The fund contains 65 companies spanning all major sectors, and the top 10 holdings only make up 17.66% of the fund (for perspective, the top 10 holdings in the S&P 500 make up just over 27%).

Let time do the heavy lifting

You have to accumulate a sizable stake in dividend stocks to get to the point where you're receiving thousands in monthly dividend income. For most investors who don't have large lump sums to invest at once, this means taking advantage of compound earnings. In investing, compound earnings occur when the money you make from investments starts to make money on itself.

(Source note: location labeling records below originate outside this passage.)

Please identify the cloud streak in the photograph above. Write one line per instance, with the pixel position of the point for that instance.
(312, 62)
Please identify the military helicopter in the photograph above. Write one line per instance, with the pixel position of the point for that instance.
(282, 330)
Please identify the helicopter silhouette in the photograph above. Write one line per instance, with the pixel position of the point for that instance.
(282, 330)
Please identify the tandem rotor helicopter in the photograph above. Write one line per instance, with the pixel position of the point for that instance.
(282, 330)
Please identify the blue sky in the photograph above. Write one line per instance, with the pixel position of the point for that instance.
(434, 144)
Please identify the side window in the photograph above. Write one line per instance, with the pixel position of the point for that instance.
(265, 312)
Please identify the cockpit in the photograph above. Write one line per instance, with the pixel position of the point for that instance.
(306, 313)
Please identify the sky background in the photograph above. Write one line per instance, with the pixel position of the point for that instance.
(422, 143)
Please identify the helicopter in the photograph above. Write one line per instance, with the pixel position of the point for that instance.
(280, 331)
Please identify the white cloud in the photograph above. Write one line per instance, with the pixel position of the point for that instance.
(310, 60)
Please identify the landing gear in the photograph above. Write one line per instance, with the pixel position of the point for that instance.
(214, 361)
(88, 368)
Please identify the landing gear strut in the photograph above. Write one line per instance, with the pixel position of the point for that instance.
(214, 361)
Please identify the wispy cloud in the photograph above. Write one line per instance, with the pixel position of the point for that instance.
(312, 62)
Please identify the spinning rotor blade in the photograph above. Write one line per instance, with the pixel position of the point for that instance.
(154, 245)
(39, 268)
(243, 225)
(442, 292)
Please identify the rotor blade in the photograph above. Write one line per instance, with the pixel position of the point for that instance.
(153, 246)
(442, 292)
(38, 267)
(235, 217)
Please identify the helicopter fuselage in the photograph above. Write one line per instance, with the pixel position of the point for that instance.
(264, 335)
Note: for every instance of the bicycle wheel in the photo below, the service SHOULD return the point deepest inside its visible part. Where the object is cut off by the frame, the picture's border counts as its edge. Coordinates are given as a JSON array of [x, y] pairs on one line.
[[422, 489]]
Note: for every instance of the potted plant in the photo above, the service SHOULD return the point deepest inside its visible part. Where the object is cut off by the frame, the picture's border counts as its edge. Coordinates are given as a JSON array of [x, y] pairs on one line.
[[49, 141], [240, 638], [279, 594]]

Since its inception, the ProShares S&P 500 Dividend Aristocrats ETF has returned just over 10% annually. By no means do past results guarantee future performance, but if we assume this continues over the long term, here's roughly how much an investor could have in 25 years at different monthly investment amounts:

Monthly Investment Average Annual Returns Amount in 25 Years
$1,000 10% $1.18 million
$1,500 10% $1.77 million
$2,000 10% $2.36 million

Data source: Author calculations.

With time and consistency, accumulating a significant stake in dividend stocks is attainable. A great way to keep yourself consistent is by using dollar-cost averaging. With dollar-cost averaging, you put yourself on an investing schedule and stick to it regardless of stock prices at the time. It keeps you consistent and helps prevent you from trying to time the market, which is virtually impossible to do consistently long-term.

It pays to be patient

Dividends, in general, can be lucrative, but they can really be powerful when you reinvest your dividends. Many brokers allow you to automatically reinvest the dividends you're paid back into the stock that paid it out. Doing so adds to the effects of compound earnings and can drastically add to your returns.

Let's assume a dividend-paying stock returns, on average, 7% annually with a 2% dividend yield over 25 years. Here's how the values would differ if you reinvested the dividends over that span versus taking them as cash:

Monthly Investment Value After 25 Years When Taking Dividends as Cash Value After 25 Years When Reinvesting Dividends
$1,000 $758,988 $1.01 million
$1,500 $1.13 million $1.52 million
$2,000 $1.51 million $2.03 million

Data source: Author calculations. Assumes average annual 7% price appreciation and 2% dividend yield.

Yes, you would've made money from the cash dividends you received over those 25 years, but it wouldn't be comparable to the hundreds of thousands more your investment would've grown by reinvesting your dividends. It's usually in your best interest to reinvest your dividends until you reach retirement and then begin accepting them as cash when the extra income will likely be more valuable.

At the above totals, a 2% dividend yield would pay roughly $20,200, $30,400, and $40,600 annually, respectively.

You'll be glad you took the steps

Retirement is expensive, and unfortunately for many people, that means a 401(k) or Social Security by itself won't do the trick. There's no one-amount-fits-all regarding how much you'll need in retirement, but one thing's for sure: To make sure you're as financially comfortable as possible, you'll need to utilize all resources.

Dividends likely won't be the bulk of your retirement income, but they can play an important role -- use them to your advantage.